Kat Brady, assistant executive director of Life of the Land, is not sold. "Automatic approval is a planning disaster," she said.

"It's just bad policy," said state Rep. Hermina Morita, D-14th (Kapa'a, Hanalei), chairwoman of the House Committee on Energy and Environmental Protection. "It's something that should have never passed in the first place."

Environmental advocates also were unhappy that the Legislature failed to pass regulations on pollution discharges by cruise ships.

"We feel while the cruise industry is growing here in Hawai'i, now is the time to get in with clear regulations," Mikulina said. "They're the only industry out there that's using our coastal waters that doesn't need a permit to discharge."

The chairmen of the transportation committees in both houses, Kawamoto and Rep. Joe Souki, D-8th (Wailuku, Waiehu), both would not hear any bills tied to regulation of cruise ship discharges, Mikulina said.

There is only a memorandum of understanding between the state and cruise ship operators, and it does not specify any penalties for pollution discharge.

Kawamoto said the memorandum was signed only last fall and has not been given a chance to work. "Cruise ships help the economy and before they even try to help us, we want to put restrictions on these guys. That's no way of doing business."

Environmentalists said they were forced to focus much of their efforts on bills they opposed, including one in the Senate that would have allowed landfills to be developed above water aquifers. That bill died on the Senate floor.
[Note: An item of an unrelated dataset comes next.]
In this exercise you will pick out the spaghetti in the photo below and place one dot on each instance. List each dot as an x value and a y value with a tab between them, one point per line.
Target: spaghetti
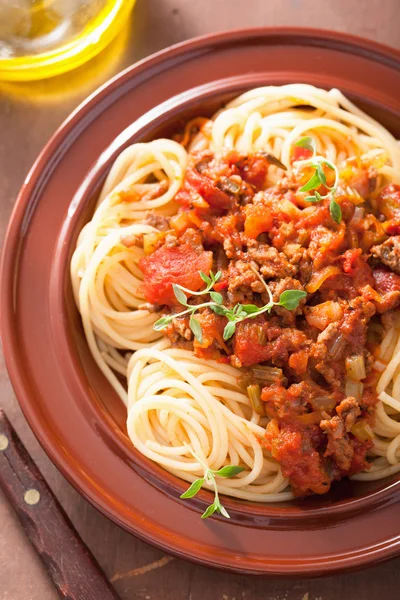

A House bill, which also was eventually defeated, would have allowed major portions of the Koa Ridge residential and commercial project to bypass the city zoning process.

"Environmentally, I think we did very bad," said Henry Curtis, executive director of Life of the Land. "We were doing more defensive fights like on the landfill, defensive fights to prevent things from slipping away than to achieve anything meaningful for the future."
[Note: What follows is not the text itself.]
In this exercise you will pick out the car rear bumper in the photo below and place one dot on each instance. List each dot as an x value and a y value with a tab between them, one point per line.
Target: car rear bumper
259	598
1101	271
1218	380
Morita said "environmental and energy issues sort of fell by the wayside to the bigger issues of the budget." One bill that didn't make it, despite being supported by the House majority, would have tapped $100,000 from the state's portion of royalties collected from geothermal energy development and used it for hydrogen energy research. Such an appropriation could have set the table for much more in federal matching money, she said.

Environmentalists did point to some minor victories. Senate Bill 855 extends the renewable energy income tax credit of 35 percent for solar water heaters and 20 percent for wind-powered systems through 2008. Lingle has supported the measure.

Other environmental bills approved by the Legislature and are awaiting action by the governor would:

  • Require electric utilities to disclose annually the fuel sources it uses for energy production to their retail customers.
  • Add a fifth member to the Commission on Water Resource Management who would be required to have expertise in traditional Hawaiian water resource management techniques.
  • Provide the state and counties with protection from liability for damage caused by dangerous natural conditions on improved lands in cases where there are proper warning signs.
  • Establish by statute the Hawai'i Invasive Species Council to address the growing problem.
  • Help ensure that new coastal lands, known as accreted lands, are owned by the public and designated conservation except when landowners can prove such lands are replacing previously eroded lands.
  • Reduce the liability that private landowners face when people are eradicating invasive species on their property.
  • Require a management audit of the Public Utilities Commission before the 2004 legislative session.